Boston’s pitching staff, helmed by Cy Young runner-up Crochet, should be a real strength. Suárez and Gray are bona fide, trustworthy playoff starters. Their arrivals mean Brayan Bello doesn’t need to be a frontline guy. Top prospects Connelly Early and Payton Tolle should show up and contribute at some point midseason. Aroldis Chapman, somehow, was the sport’s best closer last year at age 37. Garrett Whitlock, leaving camp soon to pitch for Team USA in the WBC, is better than you think. It’s a good group.
The offense is less settled, with a host of questions raised by Bregman’s departure. Quite a bit is being placed on Roman Anthony’s broad shoulders. The 21-year-old shined in a 71-game debut stint last season, making good on his status as the game’s top prospect. Boston needs him to be a true difference-maker, a legitimate MVP candidate. He’ll leave camp soon, joining Whitlock on Team USA.
Boston’s lineup could be good, which might be enough. Barring a Jarren Duran bounce-back or a Marcelo Mayer breakout, it’s difficult to envision another Red Sox hitter joining Anthony at the All-Star Game. Maybe that doesn’t matter and the pitching is sensational enough to carry the day. Teams with hazier outlooks have won it all. Teams with sexier rosters have crashed and burned. It’s Feb. 26.

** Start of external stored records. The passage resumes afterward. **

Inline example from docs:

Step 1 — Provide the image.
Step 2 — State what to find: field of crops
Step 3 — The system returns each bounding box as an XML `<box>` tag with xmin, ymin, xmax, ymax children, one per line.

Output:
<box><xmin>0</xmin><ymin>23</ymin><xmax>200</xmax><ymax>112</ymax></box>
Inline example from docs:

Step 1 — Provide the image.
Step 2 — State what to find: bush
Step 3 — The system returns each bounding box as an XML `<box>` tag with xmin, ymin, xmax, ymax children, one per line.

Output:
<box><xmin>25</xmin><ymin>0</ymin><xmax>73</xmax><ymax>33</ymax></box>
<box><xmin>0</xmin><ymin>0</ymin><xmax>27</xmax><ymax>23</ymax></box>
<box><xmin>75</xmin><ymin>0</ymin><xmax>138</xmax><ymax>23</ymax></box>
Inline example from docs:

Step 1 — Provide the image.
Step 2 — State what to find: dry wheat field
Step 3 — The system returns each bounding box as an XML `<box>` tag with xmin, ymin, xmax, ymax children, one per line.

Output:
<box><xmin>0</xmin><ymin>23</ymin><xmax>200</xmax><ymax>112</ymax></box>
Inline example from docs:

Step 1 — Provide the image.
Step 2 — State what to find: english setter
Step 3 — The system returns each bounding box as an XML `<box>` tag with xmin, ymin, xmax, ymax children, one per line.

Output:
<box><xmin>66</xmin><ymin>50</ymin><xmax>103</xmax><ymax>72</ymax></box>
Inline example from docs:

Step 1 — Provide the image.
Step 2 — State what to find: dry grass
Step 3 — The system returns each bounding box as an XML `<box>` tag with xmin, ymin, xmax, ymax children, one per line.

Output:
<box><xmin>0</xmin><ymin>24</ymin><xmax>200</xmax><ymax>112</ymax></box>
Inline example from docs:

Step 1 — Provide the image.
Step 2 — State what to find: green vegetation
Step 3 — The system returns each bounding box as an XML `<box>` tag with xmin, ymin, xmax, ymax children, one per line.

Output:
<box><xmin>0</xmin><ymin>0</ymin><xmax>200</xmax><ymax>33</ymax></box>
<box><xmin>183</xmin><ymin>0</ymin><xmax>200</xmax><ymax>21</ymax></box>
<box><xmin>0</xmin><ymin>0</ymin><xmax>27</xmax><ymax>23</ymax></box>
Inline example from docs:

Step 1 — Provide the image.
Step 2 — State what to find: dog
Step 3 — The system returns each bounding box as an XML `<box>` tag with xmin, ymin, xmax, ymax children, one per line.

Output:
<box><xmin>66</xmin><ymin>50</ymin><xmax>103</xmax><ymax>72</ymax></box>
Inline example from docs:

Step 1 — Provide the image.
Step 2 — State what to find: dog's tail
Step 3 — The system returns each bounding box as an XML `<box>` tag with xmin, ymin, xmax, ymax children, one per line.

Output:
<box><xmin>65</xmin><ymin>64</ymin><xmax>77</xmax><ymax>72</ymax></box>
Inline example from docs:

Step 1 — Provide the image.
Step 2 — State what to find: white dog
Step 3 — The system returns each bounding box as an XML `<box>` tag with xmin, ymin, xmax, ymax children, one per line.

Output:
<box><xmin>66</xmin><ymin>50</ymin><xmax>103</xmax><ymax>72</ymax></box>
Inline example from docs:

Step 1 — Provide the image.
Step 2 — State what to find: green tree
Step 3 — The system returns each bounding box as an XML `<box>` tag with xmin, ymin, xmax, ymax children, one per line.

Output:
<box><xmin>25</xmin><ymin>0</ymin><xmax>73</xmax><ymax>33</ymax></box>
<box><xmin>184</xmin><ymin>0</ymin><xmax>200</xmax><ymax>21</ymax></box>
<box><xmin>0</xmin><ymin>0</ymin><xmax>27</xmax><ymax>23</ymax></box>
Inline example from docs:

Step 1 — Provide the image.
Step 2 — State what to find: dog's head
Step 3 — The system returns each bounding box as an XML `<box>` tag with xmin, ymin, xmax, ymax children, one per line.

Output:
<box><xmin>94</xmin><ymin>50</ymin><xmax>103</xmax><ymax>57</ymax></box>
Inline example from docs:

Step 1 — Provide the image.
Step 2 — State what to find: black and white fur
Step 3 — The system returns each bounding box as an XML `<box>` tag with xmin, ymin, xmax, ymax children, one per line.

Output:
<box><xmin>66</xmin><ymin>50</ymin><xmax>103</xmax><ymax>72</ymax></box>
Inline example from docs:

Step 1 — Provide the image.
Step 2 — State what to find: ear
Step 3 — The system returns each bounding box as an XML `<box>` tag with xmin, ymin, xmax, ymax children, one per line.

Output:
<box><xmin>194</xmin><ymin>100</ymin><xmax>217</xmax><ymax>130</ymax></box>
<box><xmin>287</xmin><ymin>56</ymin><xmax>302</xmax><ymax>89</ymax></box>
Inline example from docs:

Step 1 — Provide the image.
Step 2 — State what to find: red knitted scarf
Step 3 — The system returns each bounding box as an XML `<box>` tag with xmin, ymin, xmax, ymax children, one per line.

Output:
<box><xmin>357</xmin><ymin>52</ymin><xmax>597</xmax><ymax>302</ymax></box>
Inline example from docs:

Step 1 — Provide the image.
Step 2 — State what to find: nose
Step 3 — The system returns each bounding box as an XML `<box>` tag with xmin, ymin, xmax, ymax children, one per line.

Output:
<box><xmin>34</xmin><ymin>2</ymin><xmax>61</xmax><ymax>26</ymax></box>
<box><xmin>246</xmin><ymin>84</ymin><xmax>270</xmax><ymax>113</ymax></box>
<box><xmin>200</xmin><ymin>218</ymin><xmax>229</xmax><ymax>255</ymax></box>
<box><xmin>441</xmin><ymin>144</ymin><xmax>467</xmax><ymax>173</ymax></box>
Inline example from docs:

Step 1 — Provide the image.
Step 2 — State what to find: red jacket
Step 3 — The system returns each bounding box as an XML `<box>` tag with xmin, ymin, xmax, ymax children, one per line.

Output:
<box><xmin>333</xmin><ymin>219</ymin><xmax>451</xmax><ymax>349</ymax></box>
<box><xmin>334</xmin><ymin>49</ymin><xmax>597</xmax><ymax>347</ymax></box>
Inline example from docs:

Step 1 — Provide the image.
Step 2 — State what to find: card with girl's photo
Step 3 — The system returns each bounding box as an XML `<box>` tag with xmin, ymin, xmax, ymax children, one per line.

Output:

The only certainties right now are the expectations. Four titles in 15 years from 2004 to 2018 made this once-despondent fan base understandably greedy. Winning will do that. But in the seven seasons since their 2018 championship, Boston has won just one postseason series. Over that span, they have the 16th-best winning percentage in MLB, right below the Minnesota Twins.
That all makes 2026 a crucial year at Fenway. Breslow, who took over in October of 2023, has had ample time to craft the roster. The Red Sox have an ace in Crochet, a starlet in Anthony, an experienced skipper in Cora and yet, a whole lot to prove. Meanwhile, Ortiz and Martinez float around spring training, comfortable in their legacies, enjoying the carte blanche of their accomplishments.
A rare outing for Garrett Crochet
Crochet made his spring training debut Thursday, tossing two scoreless innings against a less-than-full-strength Rays lineup. Notably, the two-time All Star didn’t strike out a batter, though nothing was amiss with his velocity or pitch data. Crochet joked afterward to reporters that he couldn’t remember the last time he didn’t punch anybody out.
The behemoth southpaw is coming off a banner year; 205 1/3 innings with a 2.59 and 255 strikeouts. He made a brilliant start in Boston’s Game 1 wild-card win in the Bronx before the season went belly up in Games 2 and 3. There aren’t many pitchers on the planet better than Crochet, but he knows exactly who they are: last year’s Cy Youngs, Paul Skenes and Tarik Skubal.
“Last year, I kind of put myself in that conversation,” he said after his outing, his cheeks still red from the Florida heat. “On the two guys that I feel like are ahead of me, you know, it’s not like I’m looking to dethrone those guys because at the end of the day it’s a team game.”
Crochet tested a new pitch Thursday, a splitter/circle change hybrid that he learned over the winter. It might become a regular part of his arsenal, he said, depending on how hitters react to it. The four-seamer and cutter will remain his bread and butter.
Maybe next outing he’ll even strike somebody out.